ABSTRACT: Cells dynamically change their internal organization via continuous cell state transitions to mediate a plethora of physiological processes. Understanding such continuous processes is severely limited due to a lack of tools to measure the holistic physiological state of single cells undergoing a transition. We combined live-cell imaging and machine learning to quantitatively monitor skeletal muscle precursor cell (myoblast) differentiation during multinucleated muscle fiber formation. Our machine learning model predicted the continuous differentiation state of single primary murine myoblasts over time and revealed that inhibiting ERK1/2 leads to a gradual transition from an undifferentiated to a terminally differentiated state 7.5-14.5 hours post inhibition.
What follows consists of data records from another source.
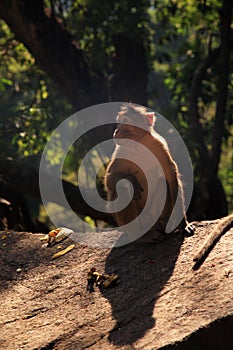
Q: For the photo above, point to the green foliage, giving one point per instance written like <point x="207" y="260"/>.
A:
<point x="178" y="35"/>
<point x="30" y="107"/>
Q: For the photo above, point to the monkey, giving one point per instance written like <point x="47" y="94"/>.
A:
<point x="142" y="131"/>
<point x="221" y="228"/>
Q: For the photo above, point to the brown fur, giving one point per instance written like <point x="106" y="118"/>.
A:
<point x="212" y="239"/>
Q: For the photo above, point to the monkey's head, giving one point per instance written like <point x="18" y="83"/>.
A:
<point x="134" y="122"/>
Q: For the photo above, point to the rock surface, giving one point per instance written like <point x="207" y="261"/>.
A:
<point x="161" y="303"/>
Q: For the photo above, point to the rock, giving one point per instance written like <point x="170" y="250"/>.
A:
<point x="161" y="303"/>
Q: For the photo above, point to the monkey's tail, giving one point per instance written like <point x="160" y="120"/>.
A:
<point x="223" y="226"/>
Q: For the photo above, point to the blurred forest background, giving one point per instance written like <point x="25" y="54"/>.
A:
<point x="58" y="57"/>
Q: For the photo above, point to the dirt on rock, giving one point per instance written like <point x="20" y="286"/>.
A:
<point x="160" y="302"/>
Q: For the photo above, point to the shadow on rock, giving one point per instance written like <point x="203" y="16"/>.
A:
<point x="143" y="270"/>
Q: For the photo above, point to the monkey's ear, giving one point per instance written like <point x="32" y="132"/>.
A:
<point x="150" y="117"/>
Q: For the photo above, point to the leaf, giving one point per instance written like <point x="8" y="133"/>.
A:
<point x="64" y="251"/>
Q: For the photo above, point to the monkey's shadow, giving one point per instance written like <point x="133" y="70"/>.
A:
<point x="143" y="269"/>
Myoblast fusion occurred ~3 hours after predicted terminal differentiation. Moreover, we showed that our model could predict that cells have reached terminal differentiation under conditions where fusion was stalled, demonstrating potential applications in screening. This method can be adapted to other biological processes to reveal connections between the dynamic single-cell state and virtually any other functional readout.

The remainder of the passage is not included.